Running COMSOL® in parallel on clusters

Solution Number: 1001
Title: Running COMSOL® in parallel on clusters
Platform:
Applies to: All Products
Categories:
Keywords: solver memory parallel cluster

Problem Description

This solution describes how you enable distributed parallelization (cluster jobs) in COMSOL®.

Solution

COMSOL supports two mutual modes of parallel operation: shared-memory parallel operations and distributed-memory parallel operations, including cluster support. This solution is dedicated to distributed-memory parallel operations. For shared-memory parallel operations, see Solution 1096. COMSOL can distribute computations on compute clusters using MPI. One large problem can be distributed across many compute nodes.

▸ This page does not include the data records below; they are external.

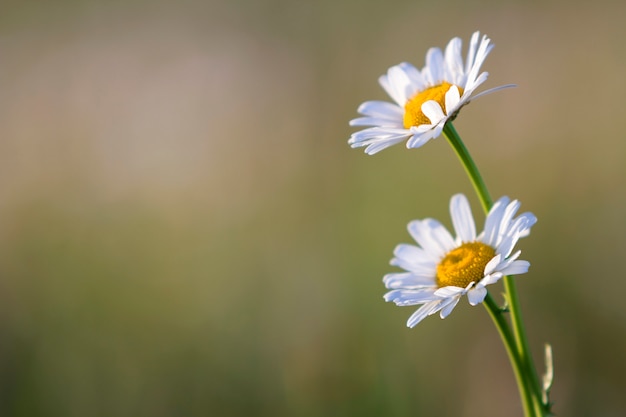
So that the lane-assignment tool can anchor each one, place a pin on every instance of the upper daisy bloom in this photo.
(424, 100)
(444, 268)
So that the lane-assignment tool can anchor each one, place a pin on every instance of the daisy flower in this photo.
(443, 268)
(424, 100)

Also, parametric sweeps can be distributed with individual parameter cases distributed to each cluster node.

Cluster computing is supported on Windows® (Windows® HPC Server 2008/2012/2016), and on Linux® using SLURM® or Sun Grid Engine (SGE, also known as Univa® Grid Engine). Other common schedulers including LSF, PBS, and TORQUE can be utilized by configuring the general scheduler type in the COMSOL Desktop® or by creating a job script for batch submission from the command line.

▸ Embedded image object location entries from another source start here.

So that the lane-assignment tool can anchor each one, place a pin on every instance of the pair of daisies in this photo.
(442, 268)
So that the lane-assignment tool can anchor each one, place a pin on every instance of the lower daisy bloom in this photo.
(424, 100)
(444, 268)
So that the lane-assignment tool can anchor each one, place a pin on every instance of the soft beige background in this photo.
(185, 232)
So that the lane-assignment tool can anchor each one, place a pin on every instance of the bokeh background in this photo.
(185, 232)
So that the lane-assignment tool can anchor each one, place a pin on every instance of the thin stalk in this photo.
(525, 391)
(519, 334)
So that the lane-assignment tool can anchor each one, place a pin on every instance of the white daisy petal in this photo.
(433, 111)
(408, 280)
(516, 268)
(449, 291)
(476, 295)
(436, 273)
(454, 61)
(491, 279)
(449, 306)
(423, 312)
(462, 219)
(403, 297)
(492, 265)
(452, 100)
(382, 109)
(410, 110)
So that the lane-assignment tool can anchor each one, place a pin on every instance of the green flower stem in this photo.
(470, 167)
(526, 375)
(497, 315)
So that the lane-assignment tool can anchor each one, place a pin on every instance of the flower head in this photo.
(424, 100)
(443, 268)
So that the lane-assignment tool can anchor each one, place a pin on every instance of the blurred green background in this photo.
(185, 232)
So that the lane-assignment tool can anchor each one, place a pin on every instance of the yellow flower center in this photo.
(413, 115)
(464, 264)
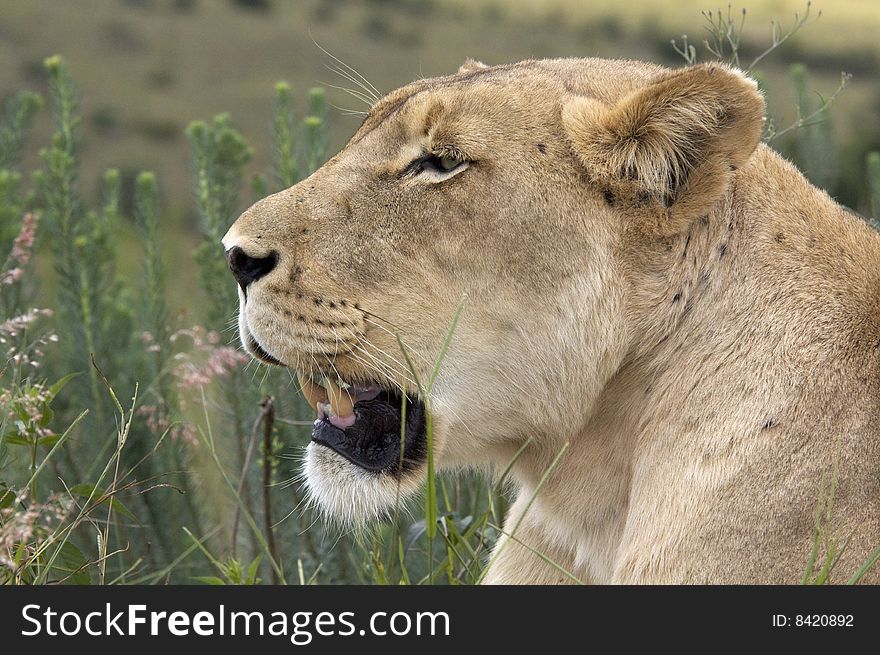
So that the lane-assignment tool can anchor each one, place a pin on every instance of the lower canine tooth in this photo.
(341, 403)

NOTE: A Floating Network License (FNL) is required to run COMSOL with distributed memory parallelization (cluster/cloud computing).

At the bottom of this page are some additional resources on how to get started with cluster computing.

Some basic information, useful tips, and troubleshooting guides are provided below.

Fundamentals

The following terms occur frequently when describing the hardware for cluster computing and shared memory parallel computing:

  • Compute node: The compute nodes are where the distributed computing occurs. A COMSOL instance resides in each compute node and communicates with other compute nodes using MPI. A compute node is a process running on the operating system, and multiple compute nodes can be assigned to run on a single host.
  • Host: The host is a physical machine with a network adapter and unique network address. A cluster consists of multiple hosts connected by a network. A host is sometimes referred to as a physical node.
  • Core: One or more physical processor cores are used in shared-memory parallelism by a computational node running on a host with a multicore processor. For example, a host with two quad-core processors has eight available cores.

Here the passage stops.